Here we read the function, we set profile to READ (with all counts being 0).
We should drop it to GUESSED when we see that there are non-0 count edges
calling the function in question and probably we should see if it is obviously
hot (i.e. reachable by a hot call) and promote its function profile to HOT
then to get code placement less bad...
> >
> > Since new direct calls can be discovered later, inline may want to do that
> > again each time it inlines non-0 count call of COMDAT with 0 count...
>
> How about an approach like this:
> - Invoke init_and_estimate_bb_frequencies as I am doing to guess the
> profiles at profile read time for functions with 0 counts.
I see, here we are out of sync.
We always used to go with estimated frequencies for functions with 0 counts,
but it seems that this code broke when prediction was moved before profiling.
(we also should keep edge probabilities from predict.c in that case)
The esitmated profile is already there before reading the profile in, so we
only do not want to overwrite it. Does the following work for you?
Index: tree-profile.c
===================================================================
--- tree-profile.c (revision 201838)
+++ tree-profile.c (working copy)
@@ -604,6 +604,34 @@
pop_cfun ();
}
+ /* See if 0 count function has non-0 count callers. In this case we
+ lost some profile. Drop its function profile to PROFILE_GUESSED. */
+ FOR_EACH_DEFINED_FUNCTION (node)
+ {
+ struct cgraph_edge *e;
+ bool called = false;
+ if (node->count)
+ continue;
+ for (e = node->callers; e; e = e->next_caller)
+ {
+ if (e->count)
+ called = true;
+ if (cgraph_maybe_hot_edge_p (e))
+ break;
+ }
+ if (e || called
+ && profile_status_for_function
+ (DECL_STRUCT_FUNCTION (node->symbol.decl)) == PROFILE_READ)
+ {
+ if (dump_file)
+ fprintf (stderr, "Dropping 0 profile for %s/%i.%s based on calls.\n",
+ cgraph_node_name (node), node->symbol.order,
+ e ? "function is hot" : "function is normal");
+ profile_status_for_function (DECL_STRUCT_FUNCTION (node->symbol.decl))
+ = (flag_guess_branch_prob ? PROFILE_GUESSED : PROFILE_ABSENT);
+ node->frequency = e ? NODE_FREQUENCY_HOT : NODE_FREQUENCY_NORMAL;
+ }
+ }
del_node_map();
return 0;
Index: predict.c
===================================================================
--- predict.c (revision 201838)
+++ predict.c (working copy)
@@ -2715,6 +2715,9 @@
gcov_type count_max, true_count_max = 0;
basic_block bb;
+ if (!ENTRY_BLOCK_PTR->count)
+ return 0;
+
FOR_BB_BETWEEN (bb, ENTRY_BLOCK_PTR, NULL, next_bb)
true_count_max = MAX (bb->count, true_count_max);
> - At inline time, invoke some kind of freqs_to_counts routine for any
> 0-count routine that is reached by non-zero call edges.

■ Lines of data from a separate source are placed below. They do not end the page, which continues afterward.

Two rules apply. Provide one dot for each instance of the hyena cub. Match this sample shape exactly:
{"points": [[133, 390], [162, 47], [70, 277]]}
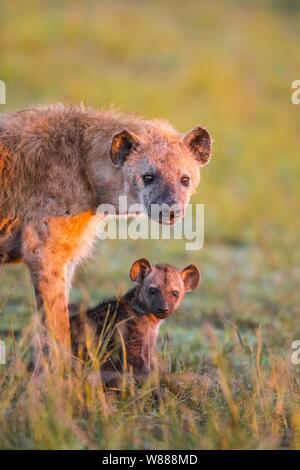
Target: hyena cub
{"points": [[127, 328]]}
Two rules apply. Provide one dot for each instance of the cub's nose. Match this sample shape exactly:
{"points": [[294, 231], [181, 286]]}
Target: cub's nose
{"points": [[163, 310]]}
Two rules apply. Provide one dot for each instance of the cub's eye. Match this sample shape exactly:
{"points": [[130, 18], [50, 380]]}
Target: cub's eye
{"points": [[148, 179], [152, 290], [185, 180]]}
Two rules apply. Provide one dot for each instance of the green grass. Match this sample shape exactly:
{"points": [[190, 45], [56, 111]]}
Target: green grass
{"points": [[228, 66]]}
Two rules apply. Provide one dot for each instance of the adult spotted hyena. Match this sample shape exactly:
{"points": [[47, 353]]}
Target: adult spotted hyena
{"points": [[59, 163]]}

It would take
We should not need that since frequencies ought to be there.
> the sum of all incoming call edge counts and synthesize counts for the
> bbs using the guessed profile frequencies applied earlier by
> init_and_estimate_bb_frequencies. Then the inliner can do its normal
> bb count scaling.
Yes, i guess we should go this way. Still we will need to watch overly large values.
Recrusive inlining can probably easily produce quite a nonsense here.
We wil also need to solve problem that in this case cgraph edges will have 0 profile.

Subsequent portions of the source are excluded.